We all know that every package of cigarettes bears the admonition: The Surgeon General has determined that smoking is hazardous to your health, but is the next step a similar warning to be placed on condoms about that age-old pleasure, sex?
A new study conducted by Dr. Issa Dahabreh of Tufts Medical Center in Boston, the results of which appear in the Journal of the American Medical Association, analyzed data from 14 studies looking at the link between exercise, sex and the risk of heart attacks or sudden cardiac death.

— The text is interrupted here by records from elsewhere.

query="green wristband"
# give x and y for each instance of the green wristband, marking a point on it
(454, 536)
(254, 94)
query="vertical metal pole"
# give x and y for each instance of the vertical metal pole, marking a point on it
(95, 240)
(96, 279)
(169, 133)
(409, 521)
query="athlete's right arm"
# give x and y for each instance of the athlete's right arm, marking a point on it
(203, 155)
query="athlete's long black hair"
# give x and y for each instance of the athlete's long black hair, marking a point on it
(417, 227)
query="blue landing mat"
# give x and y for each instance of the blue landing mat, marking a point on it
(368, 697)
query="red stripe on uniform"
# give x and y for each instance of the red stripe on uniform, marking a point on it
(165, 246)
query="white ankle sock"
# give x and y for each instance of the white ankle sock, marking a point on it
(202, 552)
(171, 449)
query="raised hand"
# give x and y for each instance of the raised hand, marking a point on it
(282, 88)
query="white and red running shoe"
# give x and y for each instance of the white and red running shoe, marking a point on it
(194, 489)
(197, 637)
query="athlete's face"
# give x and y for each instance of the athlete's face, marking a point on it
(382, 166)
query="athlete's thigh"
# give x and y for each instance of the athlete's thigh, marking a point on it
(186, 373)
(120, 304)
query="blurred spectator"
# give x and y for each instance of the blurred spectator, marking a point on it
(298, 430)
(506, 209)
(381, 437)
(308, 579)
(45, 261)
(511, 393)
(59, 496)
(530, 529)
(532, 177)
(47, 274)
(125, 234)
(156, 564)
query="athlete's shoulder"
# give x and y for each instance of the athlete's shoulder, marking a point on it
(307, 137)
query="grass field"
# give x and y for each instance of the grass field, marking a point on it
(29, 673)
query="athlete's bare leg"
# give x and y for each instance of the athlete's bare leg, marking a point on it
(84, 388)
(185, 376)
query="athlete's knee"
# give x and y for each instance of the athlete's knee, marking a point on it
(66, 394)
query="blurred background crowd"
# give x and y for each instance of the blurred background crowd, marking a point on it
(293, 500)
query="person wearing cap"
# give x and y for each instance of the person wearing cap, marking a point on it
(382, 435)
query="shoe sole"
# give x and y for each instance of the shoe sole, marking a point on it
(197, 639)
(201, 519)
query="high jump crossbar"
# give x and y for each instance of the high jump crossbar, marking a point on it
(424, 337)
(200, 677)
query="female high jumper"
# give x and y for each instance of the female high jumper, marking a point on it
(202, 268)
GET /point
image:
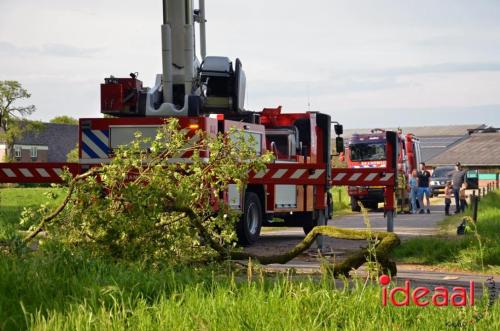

In the case of people who do not exercise on a regular basis, intense and sudden physical activity (jogging or sex and maybe even intercourse while jogging) can significantly increase the risk of a heart attack.
Although doctors have known for years that physical activity can cause heart problems, this study has helped to quantify the risks involved. It is important to balance the indications of this study with data from other studies. While people may be 3.5 times more likely to get a heart attack or have sudden cardiac death when they are exercising compared to when they are not, other data indicates that regular physical activity reduces the risk of heart attacks and sudden cardiac death by 30%.
Jessica Paulus, another Tufts researcher involved in this study, believes that the time period of increased risk is very brief (from one to two hours during and after sex).
While many may argue about the study’s far reaching implications, it does make the point that people who do not exercise regularly need to begin any regimen slowly, increasing the intensity of that workout (whatever and wherever it may be) slowly over time.